Considering the many diagnoses and the multiple possible drugs I don't think it's very likely that a clinician would even pick up on a drug that causes a serious but typically missed and even then typically misdiagnosed toxicity that strikes 1 in 200 people or even more.

Antipsychotics kill 1 in 80 schizophrenics on them from 6 months to a year. This is from public data from at least 3 different antipsychotics and I've looked at a lot more nonpublic data than that). Plus you need to remember these are relatively young healthy adults without other medical problems.

FDA now only requires labeling to report AEs that occur in greater than 5% of individuals and twice as many as placebo.

So what about Zyprexa that caused liver problems in 1 in 8 kids on it for only 2 weeks, some are reported as increased LFTs, some as inc. transaminases, some as something else, some as something else and so on. Overall no more than 2 in any one category (2 in 80 or 2.5%). Plus they claim it's "qualitatively" similar to adults.

Over 500 years ago Parcelsus said

'The dose makes the poison'

How high a dose do you think people might push a drug in kids?

Anonymous said...

This all sickens me and is why I am looking at going back to do a pathology residency after 15 years of psychiatric practice. Psychiatry is bad for almost everyone who seeks it out. The world would be better off if it did not exist.

SteveM said...

Re: Psychiatry is bad for almost everyone who seeks it out. The world would be better off if it did not exist.

With Reptiles like Schatzberg elected by his peers to run APA, it doesn't look good...

Anonymous said...


"Psychiatry is bad for almost everyone who seeks it out. The world would be better off if it did not exist."

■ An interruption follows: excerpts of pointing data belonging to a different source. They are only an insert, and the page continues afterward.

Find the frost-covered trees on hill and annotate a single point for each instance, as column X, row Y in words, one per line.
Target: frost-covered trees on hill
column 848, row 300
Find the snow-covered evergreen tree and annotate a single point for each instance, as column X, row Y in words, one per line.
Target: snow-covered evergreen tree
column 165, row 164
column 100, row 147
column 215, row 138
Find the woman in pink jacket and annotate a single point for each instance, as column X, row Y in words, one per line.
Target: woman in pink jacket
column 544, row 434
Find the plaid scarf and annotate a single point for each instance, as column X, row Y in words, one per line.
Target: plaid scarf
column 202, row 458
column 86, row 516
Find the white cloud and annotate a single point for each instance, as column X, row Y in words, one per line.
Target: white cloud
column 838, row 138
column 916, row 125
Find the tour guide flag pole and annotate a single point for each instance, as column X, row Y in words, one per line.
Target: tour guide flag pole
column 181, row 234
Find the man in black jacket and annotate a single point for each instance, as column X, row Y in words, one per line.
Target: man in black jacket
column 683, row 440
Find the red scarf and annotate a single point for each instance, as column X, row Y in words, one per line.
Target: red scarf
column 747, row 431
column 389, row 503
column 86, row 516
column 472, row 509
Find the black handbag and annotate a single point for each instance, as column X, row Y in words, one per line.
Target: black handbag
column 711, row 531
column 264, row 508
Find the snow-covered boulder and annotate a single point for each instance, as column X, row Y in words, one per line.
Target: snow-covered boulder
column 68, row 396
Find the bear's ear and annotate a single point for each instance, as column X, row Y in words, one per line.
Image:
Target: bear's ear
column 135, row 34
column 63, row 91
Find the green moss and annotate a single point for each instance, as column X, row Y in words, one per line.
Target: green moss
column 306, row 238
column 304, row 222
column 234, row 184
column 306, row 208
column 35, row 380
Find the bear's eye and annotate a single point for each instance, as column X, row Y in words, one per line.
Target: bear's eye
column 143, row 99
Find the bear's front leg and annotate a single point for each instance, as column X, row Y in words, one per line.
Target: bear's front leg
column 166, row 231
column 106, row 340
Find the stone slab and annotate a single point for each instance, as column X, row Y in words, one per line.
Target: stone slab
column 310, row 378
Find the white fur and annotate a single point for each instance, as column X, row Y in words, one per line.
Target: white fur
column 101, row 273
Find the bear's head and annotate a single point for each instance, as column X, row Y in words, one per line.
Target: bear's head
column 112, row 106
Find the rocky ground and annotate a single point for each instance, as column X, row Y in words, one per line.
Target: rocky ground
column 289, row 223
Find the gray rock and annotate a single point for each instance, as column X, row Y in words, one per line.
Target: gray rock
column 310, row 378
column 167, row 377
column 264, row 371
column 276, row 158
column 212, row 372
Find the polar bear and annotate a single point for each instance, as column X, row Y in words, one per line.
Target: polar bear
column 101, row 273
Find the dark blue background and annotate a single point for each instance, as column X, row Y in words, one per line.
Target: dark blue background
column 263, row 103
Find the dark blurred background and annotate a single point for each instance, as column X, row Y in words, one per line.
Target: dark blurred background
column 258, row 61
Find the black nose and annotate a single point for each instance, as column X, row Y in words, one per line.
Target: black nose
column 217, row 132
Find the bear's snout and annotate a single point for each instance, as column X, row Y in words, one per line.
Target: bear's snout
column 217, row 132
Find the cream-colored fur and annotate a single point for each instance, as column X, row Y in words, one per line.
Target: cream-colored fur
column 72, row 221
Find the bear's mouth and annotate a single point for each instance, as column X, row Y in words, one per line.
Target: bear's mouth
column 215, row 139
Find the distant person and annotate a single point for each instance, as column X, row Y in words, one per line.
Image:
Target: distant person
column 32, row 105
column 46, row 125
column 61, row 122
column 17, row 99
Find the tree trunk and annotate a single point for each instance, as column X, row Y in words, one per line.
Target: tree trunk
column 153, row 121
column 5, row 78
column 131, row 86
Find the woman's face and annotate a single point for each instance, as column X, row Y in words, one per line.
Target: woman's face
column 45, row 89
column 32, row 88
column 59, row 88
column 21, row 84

Are you really a psychiatrist? It's hard to believe anyone who treats the mentally ill would say the world would be better off if psychiatry didn't exist. You are free to practice any way you wish...

Or do you think letting people endlessly suffer with their hallucinations, delusions and suicidal obsessions like they used to in Bedlam is really better than treatment today?

I can't believe you're really a psychiatrist.

SteveM said...

Re: "Or do you think letting people endlessly suffer with their hallucinations, delusions and suicidal obsessions like they used to in Bedlam is really better than treatment today?

Few are advocating that. What disturbs people is the general direction of psychiatry away from a holistic treatment paradigm to mechanistic psycho-pharmacology.

Moreover, in some respects, psycho-pharmaceutical therapy is like chemo-therapy. Dirty drugs are acknowledged to be required to treat very severe illness. It's the expansion of the therapeutic indication for those drugs to less severe mood disturbances and episodic life events with the concomitant abandonment of non-drug therapies that rub observers the wrong way. (Rightfully I believe.)

Toss in the rancid contamination of Big Pharma and you have a professional mess on your hands.

Anonymous said...

The people you describe suffering in "Bedlam" are not the majority of people taking $20Billion per year of psychotropic drugs. I can't believe I am a psychiatrist either but what I am is an honest person who is not so self absorbed about what they do that they are afraid to confront failure and that medicine and psychiatry have a long track record of harming people in the name of TX. Cold water baths, frontal lobotomy, isolation chairs are all part of psychiatry and its past. We have come forward for some true, but backwards for most. I stand by my statement. If we are so great why does the WHO report outcomes for psychosis long term are better in third world countries? There is 400% more mental health TX than in 1950 and disability rates have increased almost 7 fold. Great batting average huh? I wish psychiatry helped most people. No one wishes that more than the skeptic/psychiatrist. This does not make it so.